Like a torpedo, think of your body line like a long, firm, sleek, weight (more evenly) balanced from rear to front. Think of the body traveling parallel to the surface and just below it.
Let us use a couple analogies here to make the point…
First, imagine a long, straight, firm torpedo. The torpedo is very straight, very solid, and aims straight for the target with no deviations up/down, side-to-side. The force from the motor in the rear is transmitted along the torpedo frame, into the water-cutting edge in front.
This is what you want your spine, from tip of your head, the your tail, and even down the imaginary line between your ankles, to look and feel like. The tip of your head, where the spine would project if it were continued on a laser line, is the tip of your torpedo.

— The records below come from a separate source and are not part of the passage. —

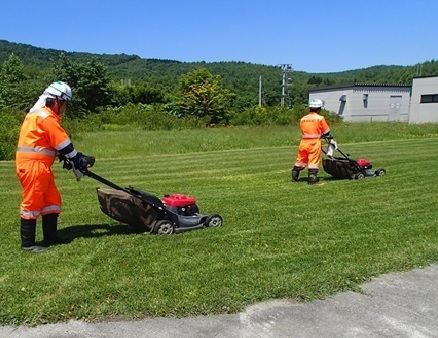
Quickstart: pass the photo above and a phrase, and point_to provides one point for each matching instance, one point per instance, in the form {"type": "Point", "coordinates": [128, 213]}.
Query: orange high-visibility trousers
{"type": "Point", "coordinates": [40, 194]}
{"type": "Point", "coordinates": [309, 154]}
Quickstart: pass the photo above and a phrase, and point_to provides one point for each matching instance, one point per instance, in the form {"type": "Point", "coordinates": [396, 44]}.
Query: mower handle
{"type": "Point", "coordinates": [89, 173]}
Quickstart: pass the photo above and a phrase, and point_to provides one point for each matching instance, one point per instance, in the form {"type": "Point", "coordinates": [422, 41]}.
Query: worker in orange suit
{"type": "Point", "coordinates": [313, 127]}
{"type": "Point", "coordinates": [41, 140]}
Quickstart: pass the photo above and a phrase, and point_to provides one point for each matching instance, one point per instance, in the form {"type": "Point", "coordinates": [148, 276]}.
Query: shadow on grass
{"type": "Point", "coordinates": [68, 234]}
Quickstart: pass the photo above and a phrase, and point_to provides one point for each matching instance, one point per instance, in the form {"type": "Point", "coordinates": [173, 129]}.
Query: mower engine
{"type": "Point", "coordinates": [181, 204]}
{"type": "Point", "coordinates": [364, 164]}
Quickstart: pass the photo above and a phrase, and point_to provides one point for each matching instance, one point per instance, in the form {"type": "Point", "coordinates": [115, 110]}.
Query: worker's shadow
{"type": "Point", "coordinates": [71, 233]}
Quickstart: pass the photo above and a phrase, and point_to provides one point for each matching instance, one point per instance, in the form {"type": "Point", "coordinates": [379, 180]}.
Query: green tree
{"type": "Point", "coordinates": [12, 78]}
{"type": "Point", "coordinates": [89, 82]}
{"type": "Point", "coordinates": [202, 95]}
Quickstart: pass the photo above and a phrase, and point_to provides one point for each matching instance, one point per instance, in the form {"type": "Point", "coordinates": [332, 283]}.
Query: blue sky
{"type": "Point", "coordinates": [313, 36]}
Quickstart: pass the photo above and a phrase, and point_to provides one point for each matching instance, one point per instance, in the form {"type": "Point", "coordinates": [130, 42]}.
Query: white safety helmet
{"type": "Point", "coordinates": [316, 103]}
{"type": "Point", "coordinates": [59, 89]}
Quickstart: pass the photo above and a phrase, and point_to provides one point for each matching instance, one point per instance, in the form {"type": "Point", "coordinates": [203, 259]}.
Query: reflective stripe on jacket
{"type": "Point", "coordinates": [313, 126]}
{"type": "Point", "coordinates": [41, 137]}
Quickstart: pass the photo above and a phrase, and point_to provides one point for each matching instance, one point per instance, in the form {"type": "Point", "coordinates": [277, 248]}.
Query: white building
{"type": "Point", "coordinates": [424, 100]}
{"type": "Point", "coordinates": [366, 102]}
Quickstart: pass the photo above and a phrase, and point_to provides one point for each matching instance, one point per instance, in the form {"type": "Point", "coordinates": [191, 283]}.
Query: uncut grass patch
{"type": "Point", "coordinates": [279, 239]}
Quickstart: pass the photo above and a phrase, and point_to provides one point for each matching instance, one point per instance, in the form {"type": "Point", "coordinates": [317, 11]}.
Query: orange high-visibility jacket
{"type": "Point", "coordinates": [312, 126]}
{"type": "Point", "coordinates": [41, 138]}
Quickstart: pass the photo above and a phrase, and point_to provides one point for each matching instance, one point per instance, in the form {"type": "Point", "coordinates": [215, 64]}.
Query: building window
{"type": "Point", "coordinates": [433, 98]}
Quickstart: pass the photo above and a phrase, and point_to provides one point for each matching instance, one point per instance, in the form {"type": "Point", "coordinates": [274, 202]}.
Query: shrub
{"type": "Point", "coordinates": [9, 132]}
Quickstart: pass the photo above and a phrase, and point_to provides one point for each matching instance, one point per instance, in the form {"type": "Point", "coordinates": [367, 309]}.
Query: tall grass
{"type": "Point", "coordinates": [279, 239]}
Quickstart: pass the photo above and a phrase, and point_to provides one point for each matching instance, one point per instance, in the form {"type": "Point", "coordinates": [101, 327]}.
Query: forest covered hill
{"type": "Point", "coordinates": [240, 77]}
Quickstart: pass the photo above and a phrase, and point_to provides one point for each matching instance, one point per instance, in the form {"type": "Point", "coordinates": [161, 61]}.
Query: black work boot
{"type": "Point", "coordinates": [27, 232]}
{"type": "Point", "coordinates": [313, 177]}
{"type": "Point", "coordinates": [295, 174]}
{"type": "Point", "coordinates": [50, 230]}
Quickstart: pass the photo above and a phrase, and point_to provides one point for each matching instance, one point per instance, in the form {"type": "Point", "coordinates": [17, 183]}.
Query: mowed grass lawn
{"type": "Point", "coordinates": [279, 239]}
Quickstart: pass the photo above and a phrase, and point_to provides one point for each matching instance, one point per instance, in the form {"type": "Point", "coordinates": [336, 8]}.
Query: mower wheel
{"type": "Point", "coordinates": [213, 220]}
{"type": "Point", "coordinates": [163, 227]}
{"type": "Point", "coordinates": [380, 172]}
{"type": "Point", "coordinates": [359, 176]}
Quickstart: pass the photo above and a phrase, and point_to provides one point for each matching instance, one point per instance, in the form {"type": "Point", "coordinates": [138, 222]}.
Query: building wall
{"type": "Point", "coordinates": [424, 112]}
{"type": "Point", "coordinates": [366, 103]}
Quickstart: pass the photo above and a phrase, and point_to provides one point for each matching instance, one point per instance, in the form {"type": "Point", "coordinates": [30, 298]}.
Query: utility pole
{"type": "Point", "coordinates": [260, 91]}
{"type": "Point", "coordinates": [285, 69]}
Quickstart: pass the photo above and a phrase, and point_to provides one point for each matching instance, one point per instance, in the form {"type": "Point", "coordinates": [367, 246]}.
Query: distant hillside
{"type": "Point", "coordinates": [241, 77]}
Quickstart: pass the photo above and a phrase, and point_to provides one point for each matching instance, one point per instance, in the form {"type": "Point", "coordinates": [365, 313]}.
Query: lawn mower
{"type": "Point", "coordinates": [347, 168]}
{"type": "Point", "coordinates": [145, 212]}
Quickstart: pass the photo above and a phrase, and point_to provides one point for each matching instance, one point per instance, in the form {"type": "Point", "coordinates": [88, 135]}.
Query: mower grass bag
{"type": "Point", "coordinates": [340, 168]}
{"type": "Point", "coordinates": [126, 208]}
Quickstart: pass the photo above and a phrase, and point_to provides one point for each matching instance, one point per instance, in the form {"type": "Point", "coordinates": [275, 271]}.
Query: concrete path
{"type": "Point", "coordinates": [393, 305]}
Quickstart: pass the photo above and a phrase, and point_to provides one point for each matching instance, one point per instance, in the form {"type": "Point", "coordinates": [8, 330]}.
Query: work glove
{"type": "Point", "coordinates": [80, 164]}
{"type": "Point", "coordinates": [333, 143]}
{"type": "Point", "coordinates": [332, 146]}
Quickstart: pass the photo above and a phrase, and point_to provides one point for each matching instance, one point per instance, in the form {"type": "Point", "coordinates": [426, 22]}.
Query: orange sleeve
{"type": "Point", "coordinates": [324, 126]}
{"type": "Point", "coordinates": [56, 135]}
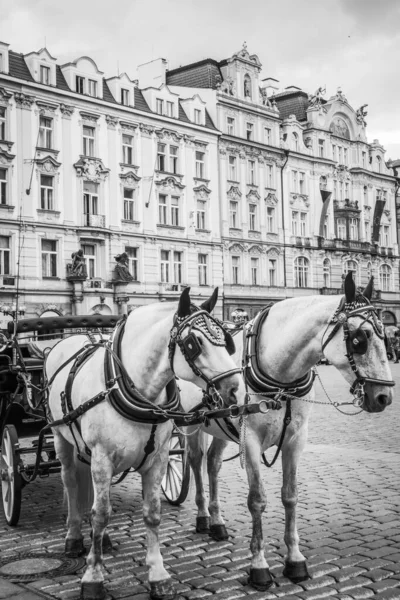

Aim that tip underwater, down the lane in the direction you are traveling.
This means your eyes will be looking straight down at the bottom of the pool, not forward, not even a little bit.
Your shoulders and your hips will be locked together, forming a single, solid torso unit. When the torso rotates, the shoulders and hips rotate together as one unit. And, when the torso rotates, the head remains anchored, not turning. The torso turns around the stationary head.
This alignment and and this firm connection along the spine means less stress and more protection for the neck and spine. For anyone who has had neck or back problems, this is good news.
And, now imagine a long, sleek, firm wooden kayak frame. Once wrapped with a tight covering, that internal frame provides two services to the vessel:
1. The water can push up and support the entire vessel evenly.
2. The frame can receive and transmit the force the paddler creates with each stroke of the paddle.
By simply putting your body into a certain shape and then holding that shape firmly, continuously, the water can more easily support your entire body at or near the surface, and when you apply propulsive force, the body can transmit that to the water-splitting edges in front.
If the body is not fully firm, then the water presses up against the body less uniformly. The buoyancy in the upper half of the body cannot lend its buoyancy to the lower half.
If the body is not fully firm, then when you sends a wave of force into it from the stroke, the body absorbs that wave rather than transmit it to the front, where it can be put to work parting water ahead.
This frame alone may not be enough to bring the lower part of the body up to the surface and hold it there perfectly, but it will make it a lot easier, once you add the other three features and some forward motion.
Our very first drills in the freestyle lesson series are going to help you build this frame and learn how to use it to keep the body parallel to the surface (perhaps a bit longer than you could otherwise), and to transmit forces through your body more effectively.